25. The equator rope

If you wrapped a rope around the equator of the Earth so that it was tightly hugging the ground, you would only need to add about 6.3 meters of rope in order for the entire thing to hover 1 meter above ground level (all the way around the Earth). This counterintuitive result works no matter how
big the sphere is. The most simple way to explain this is to remember that circumference is equal to diameter times pi. This means that if you want to make the rope hover 1 meter above the Earth, you
only need to increase the diameter by 2 meters (1 meter on each end of the globe). Therefore, you would only need to increase the circumference of the rope by 2 x pi meters (6.28318530718 meters).

24. Hippasus of Metapontum

The man who proved that irrational numbers
existed was murdered for it. His name was
Hippasus of Metapontum, and it happened
around 520 BC. Pythagoras and many Greek
mathematicians of the time believed that all
numbers were integers, or whole. It was when Pythagoras was performing his famous triangle calculations (Pythagorean theorem) that he stumbled across the square root of two. To make a long story short, he allegedly tried to keep his finding a secret and flipped out when Hippasus published it.

23. Munchausen numbers

Apart from making some assumptions about 0^0, 3435 is the only number besides 1 where you can split each digit up, raise it to its own power, sum it all together, and get the same number back.
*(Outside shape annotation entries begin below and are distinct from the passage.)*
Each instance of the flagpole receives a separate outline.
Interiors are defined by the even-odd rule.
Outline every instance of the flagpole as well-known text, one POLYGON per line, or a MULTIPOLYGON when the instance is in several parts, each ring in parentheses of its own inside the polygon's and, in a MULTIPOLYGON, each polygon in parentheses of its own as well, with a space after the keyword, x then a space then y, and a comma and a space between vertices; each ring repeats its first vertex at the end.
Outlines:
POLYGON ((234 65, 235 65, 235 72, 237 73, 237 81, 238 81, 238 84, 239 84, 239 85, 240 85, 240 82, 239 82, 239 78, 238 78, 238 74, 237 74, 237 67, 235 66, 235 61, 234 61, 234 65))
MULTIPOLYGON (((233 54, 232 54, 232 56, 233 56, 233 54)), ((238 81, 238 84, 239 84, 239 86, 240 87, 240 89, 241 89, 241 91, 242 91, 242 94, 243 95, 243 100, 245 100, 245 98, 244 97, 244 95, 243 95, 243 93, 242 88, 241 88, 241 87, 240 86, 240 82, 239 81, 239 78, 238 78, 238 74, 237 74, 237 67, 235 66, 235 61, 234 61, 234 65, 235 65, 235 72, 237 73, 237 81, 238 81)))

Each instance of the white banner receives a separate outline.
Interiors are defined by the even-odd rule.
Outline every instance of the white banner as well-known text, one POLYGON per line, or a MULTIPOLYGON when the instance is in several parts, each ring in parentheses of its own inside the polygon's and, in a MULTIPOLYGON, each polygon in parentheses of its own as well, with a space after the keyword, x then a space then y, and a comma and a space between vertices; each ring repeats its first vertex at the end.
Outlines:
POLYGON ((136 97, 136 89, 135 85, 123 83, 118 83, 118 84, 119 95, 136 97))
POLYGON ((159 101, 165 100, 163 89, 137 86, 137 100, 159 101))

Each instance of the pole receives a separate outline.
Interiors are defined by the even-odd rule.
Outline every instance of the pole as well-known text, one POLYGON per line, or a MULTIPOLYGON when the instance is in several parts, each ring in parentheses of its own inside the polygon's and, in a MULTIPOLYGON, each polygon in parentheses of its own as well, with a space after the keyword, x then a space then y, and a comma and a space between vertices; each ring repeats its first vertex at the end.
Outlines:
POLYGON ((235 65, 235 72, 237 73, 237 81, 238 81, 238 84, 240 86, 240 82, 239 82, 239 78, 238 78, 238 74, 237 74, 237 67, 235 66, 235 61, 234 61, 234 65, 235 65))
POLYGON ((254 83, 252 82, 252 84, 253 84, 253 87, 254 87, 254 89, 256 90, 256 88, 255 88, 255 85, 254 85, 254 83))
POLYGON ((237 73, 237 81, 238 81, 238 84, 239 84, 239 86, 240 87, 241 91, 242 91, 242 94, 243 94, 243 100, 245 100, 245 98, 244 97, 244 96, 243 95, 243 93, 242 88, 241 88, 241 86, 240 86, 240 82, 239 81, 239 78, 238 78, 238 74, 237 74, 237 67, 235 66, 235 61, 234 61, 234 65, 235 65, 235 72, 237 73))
Basically, 3^3 + 4^4 + 3^3 + 5^5 = 3435 Note: 438579088 also works if you assume that 0^0 = 0.
These are called Munchausen numbers.

22. The decimal representation of the 7th's

The decimal representations of the 7th’s are the same set of numbers being repeated except always starting from a different point. 1/7 = 0.142857142857… and 2/7 = 0.285714285714… and 3/7 = 0.428571428571…

21. Binary finger counting

If you use binary, you can count to 1023 on your fingers.

20. 10!

There are exactly 10! seconds in 6 weeks. It’s easier to see this when you break it down as such:
6 * 7 * 24 * 60 * 60 = 6 * 7 * (8 * 3) * (3 * 2 * 10) * (1 * 3 * 4 * 5) = 6 * 7 * 8 * 9 * 2 * 10 * 1 * 3 * 4 * 5 = 10!

19. Graham's number

Graham’s number is so big that if you wrote every digit as small as you possibly could, it would still take up more space than is available in the observable universe. In fact, if you could hold all of the digits in your head your brain would collapse into a black hole (due to the astronomical density of neural connections you would require).

18. Repeated decimals

Any repeating decimal can be written as a fraction over an equivalent number of 9’s (as the repeating part). For example, .456456456… would be
456/999

17. Shuffling cards

Every time you randomly shuffle a deck of 52 cards, you have almost certainly arranged them in an completely unique order. What we mean by this is that in the entire history of mankind, nobody has ever shuffled a deck in the same way. How? Well, there are 52! ways that you can order the deck (52*51*50…) This leads to 8.0658 x 10^67 possibilities. In comparison, the universe is only 1 x 10^18 seconds old. Even if you shuffled one deck every second since the big bang…you’d still fall miserably short.

16. The klein bottle

If you take two Möbius strips and extend the
edges so that they connect (in effect glueing them together), you create a Klein Bottle. This “bottle” is an example of a non-orientable surface. Basically, it exists only in 4 dimensions, but can be loosely represented in 3. Like the Möbius strip, it has only 1 surface, but no edges. It’s pretty trippy.